Point Of Sale For Google Android?
I'm always amused when personal and business interests intersect. I happened to be evaluating tablets for myself (because I'm a laggard and still don't have one) and came across an article that stated that Google's new Nexus 7 tablet might be a "boon for POS." As you might know, I've been writing about mobile POS for a while now, but thusfar the biggest name in the hardware game has been Apple.
Unfortunately, the article didn't really go into much detail on the why and how the Nexus 7 could be a boon for POS. I can assume a few things. The price point (sub-$300) is definitely right, as are the hardware specs (quad core processor, 2 GB RAM, etc.).
Regardless of whether that particular tablet really is ideal for POS, it got me thinking. I was just at RetailNOW and there wasn't much talk of POS on Android (although POS-X did reveal an Android-based POS terminal). All of the software vendors I met with had either iOS or Windows-based versions of their software. No Android. That got me wondering about Android as a development platform for POS. Is something wrong with Android? Too difficult? No support? Luckily, Will Atkinson, president of CAP Software, agreed to shed some light on the subject.
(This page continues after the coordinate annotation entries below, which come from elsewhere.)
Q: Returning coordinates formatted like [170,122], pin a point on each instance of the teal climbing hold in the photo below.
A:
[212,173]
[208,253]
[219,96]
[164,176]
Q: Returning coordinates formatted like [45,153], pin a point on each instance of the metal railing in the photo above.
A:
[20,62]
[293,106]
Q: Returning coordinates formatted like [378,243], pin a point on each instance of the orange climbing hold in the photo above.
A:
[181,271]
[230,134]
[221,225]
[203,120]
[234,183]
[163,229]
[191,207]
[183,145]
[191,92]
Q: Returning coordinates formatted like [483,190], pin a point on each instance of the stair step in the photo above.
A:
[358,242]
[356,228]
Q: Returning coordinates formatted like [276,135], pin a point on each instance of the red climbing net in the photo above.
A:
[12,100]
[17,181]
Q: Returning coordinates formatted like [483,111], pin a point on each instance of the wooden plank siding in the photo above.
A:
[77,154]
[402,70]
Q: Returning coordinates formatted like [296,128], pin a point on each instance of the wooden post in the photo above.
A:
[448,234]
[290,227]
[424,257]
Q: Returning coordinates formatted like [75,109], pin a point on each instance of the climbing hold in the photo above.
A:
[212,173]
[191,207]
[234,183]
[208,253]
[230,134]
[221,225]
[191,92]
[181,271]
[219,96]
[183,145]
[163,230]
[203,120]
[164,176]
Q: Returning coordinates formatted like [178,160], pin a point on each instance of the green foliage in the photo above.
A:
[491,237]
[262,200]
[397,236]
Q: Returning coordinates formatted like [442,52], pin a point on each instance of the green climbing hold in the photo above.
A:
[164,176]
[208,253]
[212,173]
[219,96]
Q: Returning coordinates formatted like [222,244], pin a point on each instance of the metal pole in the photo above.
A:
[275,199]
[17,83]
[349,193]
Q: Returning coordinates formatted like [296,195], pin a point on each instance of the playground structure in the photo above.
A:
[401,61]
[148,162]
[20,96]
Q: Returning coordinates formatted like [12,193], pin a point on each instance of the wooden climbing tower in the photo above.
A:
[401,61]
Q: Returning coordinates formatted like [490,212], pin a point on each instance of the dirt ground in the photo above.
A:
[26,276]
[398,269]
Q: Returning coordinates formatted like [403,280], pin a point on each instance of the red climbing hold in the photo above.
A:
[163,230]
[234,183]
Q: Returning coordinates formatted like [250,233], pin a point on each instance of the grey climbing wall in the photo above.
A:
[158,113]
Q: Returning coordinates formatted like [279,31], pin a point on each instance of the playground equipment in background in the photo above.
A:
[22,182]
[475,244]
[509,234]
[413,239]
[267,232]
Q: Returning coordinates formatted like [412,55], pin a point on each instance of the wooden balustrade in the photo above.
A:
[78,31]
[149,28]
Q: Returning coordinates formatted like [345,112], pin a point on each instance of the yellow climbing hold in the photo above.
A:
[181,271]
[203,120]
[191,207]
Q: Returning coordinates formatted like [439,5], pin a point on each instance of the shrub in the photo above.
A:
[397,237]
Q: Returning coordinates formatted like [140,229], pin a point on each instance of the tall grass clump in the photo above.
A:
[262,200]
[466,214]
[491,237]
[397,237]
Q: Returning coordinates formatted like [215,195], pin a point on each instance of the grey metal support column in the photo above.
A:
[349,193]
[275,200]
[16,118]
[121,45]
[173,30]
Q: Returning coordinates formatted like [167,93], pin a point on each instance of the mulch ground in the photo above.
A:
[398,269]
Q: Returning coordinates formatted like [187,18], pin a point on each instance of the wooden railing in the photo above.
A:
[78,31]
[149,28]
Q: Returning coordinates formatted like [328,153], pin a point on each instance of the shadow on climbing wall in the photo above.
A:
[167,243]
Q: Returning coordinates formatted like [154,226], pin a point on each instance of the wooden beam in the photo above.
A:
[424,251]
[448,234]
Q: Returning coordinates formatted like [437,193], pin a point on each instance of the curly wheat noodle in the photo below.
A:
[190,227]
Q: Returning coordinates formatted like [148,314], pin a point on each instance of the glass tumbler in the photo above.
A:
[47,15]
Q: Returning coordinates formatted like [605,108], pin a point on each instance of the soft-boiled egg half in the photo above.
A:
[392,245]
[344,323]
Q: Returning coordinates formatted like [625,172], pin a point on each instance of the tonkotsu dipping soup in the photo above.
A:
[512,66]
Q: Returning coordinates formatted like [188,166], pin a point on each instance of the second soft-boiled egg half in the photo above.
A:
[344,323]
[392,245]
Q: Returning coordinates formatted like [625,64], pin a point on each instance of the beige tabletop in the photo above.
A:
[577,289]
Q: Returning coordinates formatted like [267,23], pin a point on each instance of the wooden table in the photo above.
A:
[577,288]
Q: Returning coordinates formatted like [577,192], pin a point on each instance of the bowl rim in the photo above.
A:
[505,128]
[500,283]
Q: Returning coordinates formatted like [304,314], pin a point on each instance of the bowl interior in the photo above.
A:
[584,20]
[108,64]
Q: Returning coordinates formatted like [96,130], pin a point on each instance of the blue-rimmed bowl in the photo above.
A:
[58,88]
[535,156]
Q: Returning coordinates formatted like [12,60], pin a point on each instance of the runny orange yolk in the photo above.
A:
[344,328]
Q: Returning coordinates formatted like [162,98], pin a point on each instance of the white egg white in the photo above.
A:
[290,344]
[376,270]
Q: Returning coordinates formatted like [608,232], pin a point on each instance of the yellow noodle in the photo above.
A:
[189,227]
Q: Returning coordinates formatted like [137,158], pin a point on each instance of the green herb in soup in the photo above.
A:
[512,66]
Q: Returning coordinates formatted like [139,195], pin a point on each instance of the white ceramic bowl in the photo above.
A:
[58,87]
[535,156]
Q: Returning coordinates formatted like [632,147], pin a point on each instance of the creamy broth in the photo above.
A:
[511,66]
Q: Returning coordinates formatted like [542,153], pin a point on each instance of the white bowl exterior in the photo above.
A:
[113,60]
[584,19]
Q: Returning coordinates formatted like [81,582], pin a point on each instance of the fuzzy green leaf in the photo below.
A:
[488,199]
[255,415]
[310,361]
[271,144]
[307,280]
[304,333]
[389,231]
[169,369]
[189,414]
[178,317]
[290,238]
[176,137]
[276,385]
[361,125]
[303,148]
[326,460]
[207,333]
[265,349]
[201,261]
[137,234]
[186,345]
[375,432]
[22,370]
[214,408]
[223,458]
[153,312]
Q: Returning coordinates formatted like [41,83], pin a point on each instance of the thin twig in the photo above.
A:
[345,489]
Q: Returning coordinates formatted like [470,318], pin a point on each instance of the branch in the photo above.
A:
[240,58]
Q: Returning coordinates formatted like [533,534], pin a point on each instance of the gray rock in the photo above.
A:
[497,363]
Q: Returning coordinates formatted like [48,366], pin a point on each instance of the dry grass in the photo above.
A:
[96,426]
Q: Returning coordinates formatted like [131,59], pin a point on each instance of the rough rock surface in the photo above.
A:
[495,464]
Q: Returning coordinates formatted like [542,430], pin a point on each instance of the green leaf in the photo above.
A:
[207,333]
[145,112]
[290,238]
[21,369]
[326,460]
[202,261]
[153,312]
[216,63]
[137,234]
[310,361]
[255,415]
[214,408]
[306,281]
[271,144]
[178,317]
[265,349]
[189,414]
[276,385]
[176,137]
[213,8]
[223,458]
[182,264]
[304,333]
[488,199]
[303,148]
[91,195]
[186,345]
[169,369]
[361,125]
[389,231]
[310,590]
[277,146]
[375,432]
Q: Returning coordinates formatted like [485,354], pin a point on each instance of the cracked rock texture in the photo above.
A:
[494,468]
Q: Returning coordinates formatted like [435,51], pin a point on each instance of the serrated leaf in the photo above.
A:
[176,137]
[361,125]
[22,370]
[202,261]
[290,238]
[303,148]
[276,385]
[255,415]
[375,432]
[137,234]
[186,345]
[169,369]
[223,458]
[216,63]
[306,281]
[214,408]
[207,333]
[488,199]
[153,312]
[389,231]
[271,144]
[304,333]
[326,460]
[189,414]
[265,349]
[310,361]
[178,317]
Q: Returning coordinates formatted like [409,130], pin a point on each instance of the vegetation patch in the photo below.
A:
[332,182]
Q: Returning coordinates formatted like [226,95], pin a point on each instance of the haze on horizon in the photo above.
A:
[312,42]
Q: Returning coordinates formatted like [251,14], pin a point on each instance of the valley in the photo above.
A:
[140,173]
Monocello: What are the pros of coding for Android?
Atkinson: I think the pros are that it is open source and allows a lot of freedom and creativity for developers. It’s also turning out to be a widely accepted platform, at least at the consumer level, so there will be lots of devices, and support for those devices, out there.
Monocello: What are the cons of coding for Android?
Atkinson: It’s open source and subject to frequent updates/patches and it is difficult to control quality. That, and the new versions of the OS don’t always provide continuity or compatibility for software products, so it can be difficult to maintain.
Atkinson: Lots of devices, and more are on the way. There is a wide distribution network and lots of consumers are comfortable with it.
Monocello: What are the cons of producing an app for Android devices?
Atkinson: Lots of devices! You have to support various form factors, versions, etc. and there are not as many traditional POS companies developing peripheral devices that work with Android.
Monocello: What else can/should be known about Android devices and POS?
Atkinson: With the arrival of affordable Windows tablets, Android becomes a tougher proposition for commercial grade devices. If you have a killer app that needs to go out to consumers so they can interact with your merchants, then Android seems like a good option. But, if you’re trying to provide full POS functionality, it’s a more difficult task and the road ahead is less clear.